The first step was the hardware. I never knew what voltage I have to feed the glasses. Apparently they work with 5 volts, but somewhere I read that everything up to 20 volts should be fine. The more voltage, the better they block the light. I’ll use 12V for the moment. I searched through my drawer for some Op-Amps that I could use for this project. I found a TL094 which must have been there for 15 years, and two LM393N comparators which I ordered in excess for the WeatherStation project. For the prototype I’ll use an Arduino with a proto-breadboard. I can still use something smaller later on. I tried all the op amps without success at first. Then I found out that they don’t work if I reverse the inverted and non inverted inputs of two separate units of the same chip. But that’s exactly what I have to do… Luckily I had two comparators of which I use only one unit each now. I wrote a simple Arduino Sketch that does nothing but toggling a digital output pin at 10 Hz so that it is clearly visible how the shutter glasses switch back and forth. The next sketch was one that looks for ‘l’ and ‘r’ on the serial input and toggles the shutter glasses accordingly.

Next step was modifying the stereowrap preload library to output the command to toggle the glasses to a serial port. For this I created a fork on github. I wanted to have my changes under version control during development. If the original author accepts all the changes when I’m done, I can still delete my repository again. I almost never write pure C code, and while it looks similar to C++, some concepts are quite different. We C++ programmers often whine about bad habits of C programmers, but let’s not get into this. With some arcane functions, a global variable and a hardcoded port name, it was no big deal to get the modification into the source.

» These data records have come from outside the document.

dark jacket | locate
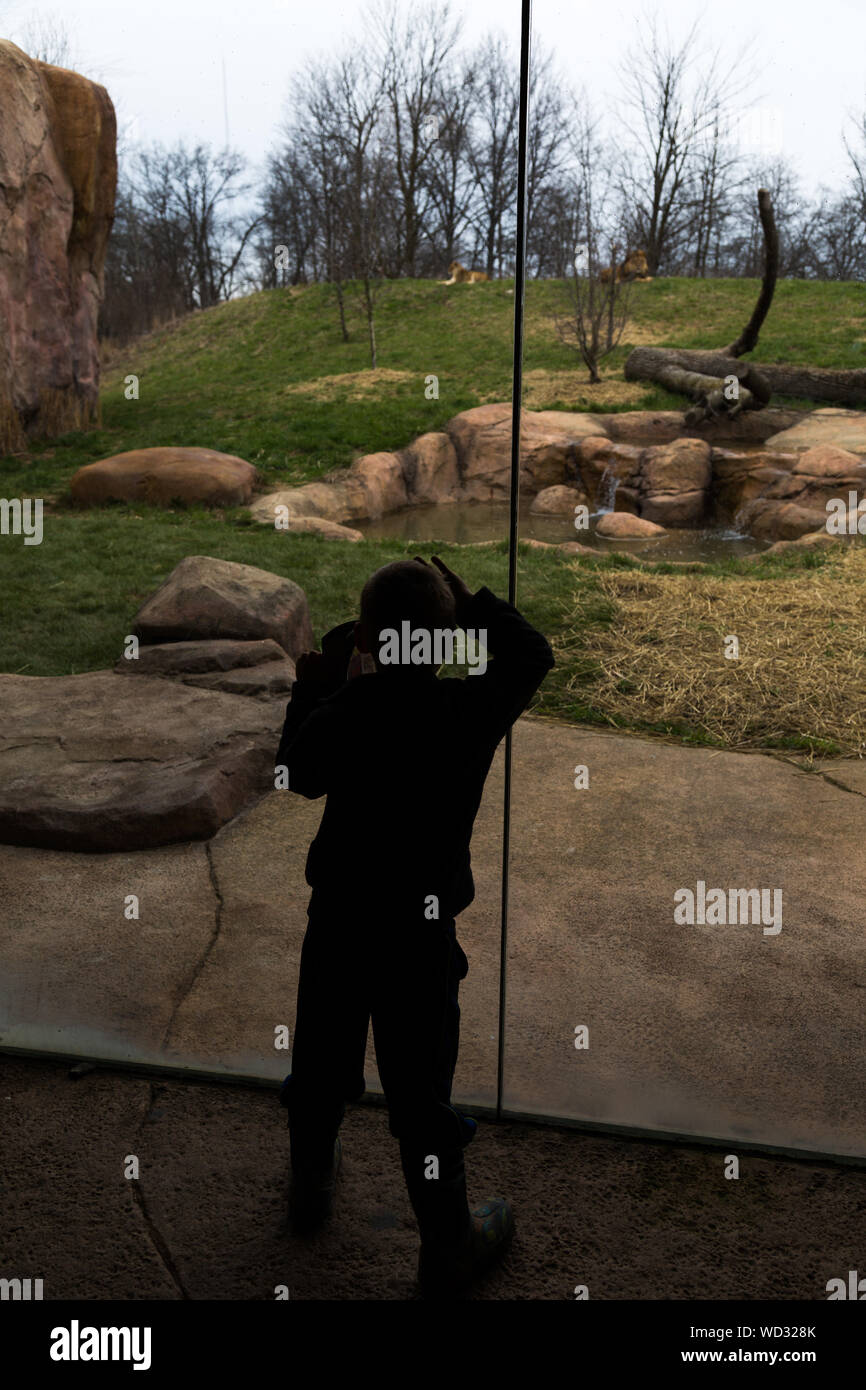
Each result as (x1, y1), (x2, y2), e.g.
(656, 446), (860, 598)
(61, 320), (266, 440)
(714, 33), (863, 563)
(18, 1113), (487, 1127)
(277, 588), (553, 920)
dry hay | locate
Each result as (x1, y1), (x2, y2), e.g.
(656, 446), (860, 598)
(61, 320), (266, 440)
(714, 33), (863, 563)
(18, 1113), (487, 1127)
(282, 367), (420, 400)
(559, 546), (866, 758)
(514, 364), (649, 410)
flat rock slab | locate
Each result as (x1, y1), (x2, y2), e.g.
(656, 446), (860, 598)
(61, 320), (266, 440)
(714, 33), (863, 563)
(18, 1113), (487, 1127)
(70, 448), (257, 507)
(767, 407), (866, 455)
(0, 671), (285, 852)
(114, 638), (295, 698)
(132, 555), (313, 659)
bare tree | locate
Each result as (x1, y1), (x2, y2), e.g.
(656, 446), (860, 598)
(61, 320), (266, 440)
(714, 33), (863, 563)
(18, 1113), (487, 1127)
(371, 0), (461, 275)
(21, 10), (79, 68)
(527, 39), (570, 275)
(555, 114), (628, 385)
(423, 60), (477, 268)
(620, 17), (748, 275)
(133, 142), (260, 309)
(468, 36), (520, 277)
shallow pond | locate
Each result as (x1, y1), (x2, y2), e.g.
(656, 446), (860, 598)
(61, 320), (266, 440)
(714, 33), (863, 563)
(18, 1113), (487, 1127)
(352, 500), (767, 560)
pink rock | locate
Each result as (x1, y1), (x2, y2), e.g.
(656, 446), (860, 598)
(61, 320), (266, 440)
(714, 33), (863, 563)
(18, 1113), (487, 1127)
(0, 39), (117, 452)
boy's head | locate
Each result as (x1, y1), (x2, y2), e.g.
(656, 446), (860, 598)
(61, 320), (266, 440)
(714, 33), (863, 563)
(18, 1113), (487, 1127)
(354, 560), (455, 673)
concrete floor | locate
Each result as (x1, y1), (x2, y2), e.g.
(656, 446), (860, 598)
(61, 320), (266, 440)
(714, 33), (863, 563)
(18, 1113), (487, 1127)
(0, 719), (866, 1155)
(0, 1056), (866, 1301)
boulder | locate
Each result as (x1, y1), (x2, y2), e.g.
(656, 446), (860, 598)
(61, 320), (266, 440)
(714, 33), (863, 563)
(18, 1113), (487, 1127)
(114, 638), (295, 699)
(595, 406), (803, 449)
(445, 404), (603, 502)
(638, 439), (712, 527)
(530, 482), (587, 516)
(760, 406), (866, 455)
(0, 671), (285, 853)
(595, 512), (664, 539)
(591, 410), (685, 448)
(638, 439), (713, 496)
(70, 448), (257, 507)
(132, 555), (313, 659)
(749, 531), (845, 560)
(557, 541), (606, 560)
(277, 517), (364, 541)
(349, 453), (409, 517)
(641, 492), (708, 530)
(712, 449), (796, 517)
(0, 39), (117, 453)
(737, 498), (827, 541)
(792, 443), (866, 480)
(577, 435), (644, 506)
(403, 431), (460, 503)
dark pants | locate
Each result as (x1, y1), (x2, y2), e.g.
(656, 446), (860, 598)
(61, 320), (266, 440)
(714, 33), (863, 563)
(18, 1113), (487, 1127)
(286, 899), (468, 1244)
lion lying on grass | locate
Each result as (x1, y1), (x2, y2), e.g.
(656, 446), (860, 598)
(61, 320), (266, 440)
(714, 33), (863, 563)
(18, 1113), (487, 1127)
(599, 252), (652, 285)
(439, 261), (491, 285)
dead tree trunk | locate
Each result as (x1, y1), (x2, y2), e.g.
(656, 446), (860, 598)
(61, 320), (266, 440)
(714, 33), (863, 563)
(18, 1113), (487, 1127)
(626, 188), (778, 425)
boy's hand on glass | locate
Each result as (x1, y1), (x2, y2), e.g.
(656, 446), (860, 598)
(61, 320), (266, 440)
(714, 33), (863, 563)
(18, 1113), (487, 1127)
(295, 621), (354, 687)
(428, 555), (474, 621)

The shutter glasses flicker at about the right frequency when running glxgears, but I get no 3D effect. I don’t know yet why. Could be one of the following reasons:

  • The monitor is just too slow at 60Hz
  • Need more voltage to dim darker
  • Too much latency in the serial link or arduino

Anyhow, here are some additional things that I want to improve:

  • Use an FTDI chip directly, and either an AtTiny or no microcontroller at all, if I can abuse the RTS line.
  • Solder the circuit to a stripboard. No need for a PCB so far.
  • Use a step up voltage converter, to power the whole thing from USB. At the moment I need a separate 12V source.
  • Find out what needs to be done at the application side to produce the stereo images. Would be cool to use it with a CAD prototype.
  • See if I can add a poti to the uC to send a value back for adjusting the disparity.

3 Replies to “Reviving my vintage 3d shutter glasses”

  1. Awesome! If you iron out the kinks let me know and we’ll merge the code into stereowrap.

    Btw glxgears doesn’t produce a very impressive stereoscopic effect, and might leave you in doubt if the whole thing works or not. That’s because there is no particular depth in the scene, only two gears close together on a black background.

    If you have nothing else to test with, give this a try: svn://goat.mutantstargoat.com/nuclear/hull/fsnav
    It’s not very interesting, but it produces a very convincing stereoscopic effect, especially when zoomed up close (right mouse button drag to zoom). Start it with -s to enable stereo rendering.

    1. Thanks for the hint on fsnav.
      Within there I could look up what an application has to do to generate stereoscopic output.
      But with fsnav, one site of the shutter glasses is dimmed about 80% of the time while the other is only 20%. With glxgears it’s about 50/50. The hardware is nowhere near it’s limit. Do you have an idea what could be the reason, and how to fix it? Can I install callbacks to be called exactly when the screen is being redrawn?

      Also, I was thinking if I could add a potentiometer to adjust the disparity. I was hoping that this could be done in stereowrap, but looking through the code, it looks like it’s in fsnav/src/stereo.c.